Just as important is the fact that no study with DCA has been carried out on humans. While in vitro tests and animal models do provide information on the anti-cancer activity of a drug, it is absolutely not a guarantee that it will behave the same way in a human as it does in a mouse or a tube. Thus, DCA simply is not a human cancer therapy at the moment, and it will not be until these human studies are carried out. This is why the University of Alberta page on DCA says:
At this point, the University of Alberta, the Alberta Cancer Board and Capital Health do not condone or advise the use of dichloroacetate (DCA) in human beings for the treatment of cancer since no human beings have gone through clinical trials using DCA to treat cancer.
In addition, I'd like to vehemently squash the notion right out that the NIH is somehow in the pocket of Big Pharma to the degree that they would never fund a study into the efficacy of DCA. This is simply not true, and to peddle in this falsehood makes us liberals look like tin-foil hat-wearing loons. The NIH pays an enormous sum to study cancer every year, including studies into potential anti-cancer drugs.
As for the patent issue, drugs that have a well-established history can be patented as far as I know, but the patent covers specifically the use of the chemical for a novel purpose (such as cancer treatment). This is why fluoxetine hydrochloride was patented for use against depression (and given the trade name Prozac) and separately patented for use against pre-menstrual dysphoric disorder (and given the trade name Sarafem). Same drug, different name, different patent. So while doctors could probably prescribe DCA off-label for cancer if it pans out (which at this point would be entirely unethical), there is some degree of patent protection that the discoverers could enjoy and could license to Big Pharma. Of course, I am not a patent lawyer, so this information is just my understanding as a scientist.
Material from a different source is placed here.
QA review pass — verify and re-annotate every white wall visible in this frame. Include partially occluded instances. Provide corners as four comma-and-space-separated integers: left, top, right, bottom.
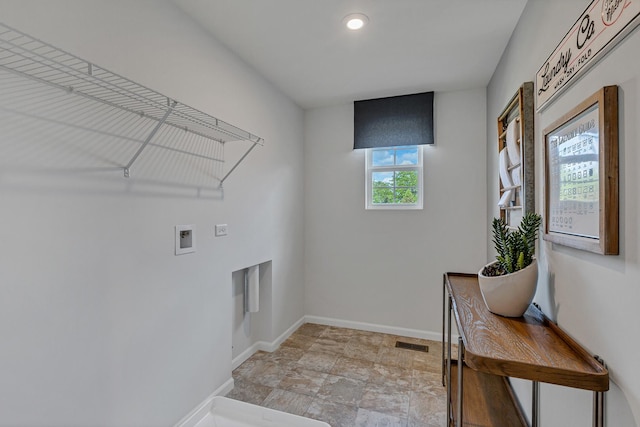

As for the future, keep holding out hope for DCA, but do not expect it to be a cure for cancer, and don't believe that research on it is being suppressed. If you want to help the scientists studying DCA's efficacy, you can make a donation to the University of Alberta and even specify on the second page that you'd like your money to go to "DCA - Cancer Research Fund".
And also remember that everything I've described in this diary is a scientific model. It is not fact. It is merely the story we have developed that best explains the large amount of data we have accumulated over the years. Some aspects are virtually certain (such as the notion that p53 halts the cell at a cell division checkpoint) while others are higher-level abstractions (such as the idea of a mitochondrion turning "on" and "off" as if from a light switch). So approach everything with an open, skeptical mind as all good scientists do.